RapidShare allegedly hosts infringing material -- including complete albums and artwork -- which are uploaded and downloaded by users. The company "has built its business by knowingly facilitating and enabling the trade of illegal unauthorized copyrighted content for its own profit," Blues Destiny alleges.

The company also argues that Google and Bing enable unlawful sharing by allegedly returning results that allow users to find pirated files. In addition, Blues Destiny says that Bing "goes a step further than Google" by allegedly displaying the names of all song titles available on the infringing sites.

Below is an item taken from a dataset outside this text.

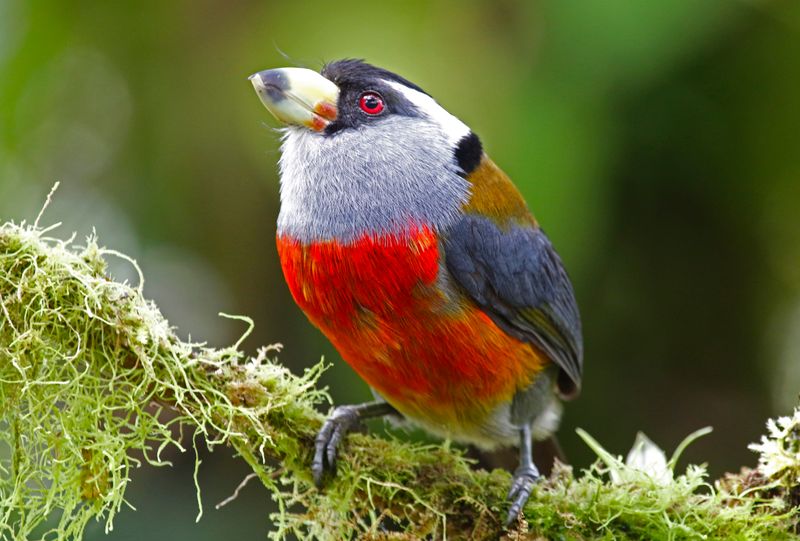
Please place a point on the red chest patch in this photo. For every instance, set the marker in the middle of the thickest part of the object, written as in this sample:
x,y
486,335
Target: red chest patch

"By providing the very means by which users locate and download illegal copyrighted song files, Microsoft is inducing, facilitating and materially contributing to copyright infringement," the lawsuit states.

The Digital Millennium Copyright Act "safe harbor" provisions say that search engines like Google and Bing are immune from copyright liability as long as they remove infringing material upon request, but it's not clear whether those safe harbors would apply here.

The record label alleges in its court filings that Microsoft removed the links in question, but that it sent Google 17 takedown requests without receiving a response. But cyberlaw expert Goldman, director of the High Tech Law Institute at Santa Clara, says in a blog post that the notices to Google did not specify whether the company was returning links to RapidShare or to other sites that linked to the service.

In addition, he says, a prior appellate court decision about search engines and safe harbors appears to have left the door open to Blues Destiny's lawsuit. "Given the ambiguities of that opinion, the plaintiff's action here isn't clearly wrong as a doctrine matter," he writes. "However, in my opinion, it is nevertheless ill-advised and unlikely to succeed."

Google and Microsoft declined to comment on the lawsuit.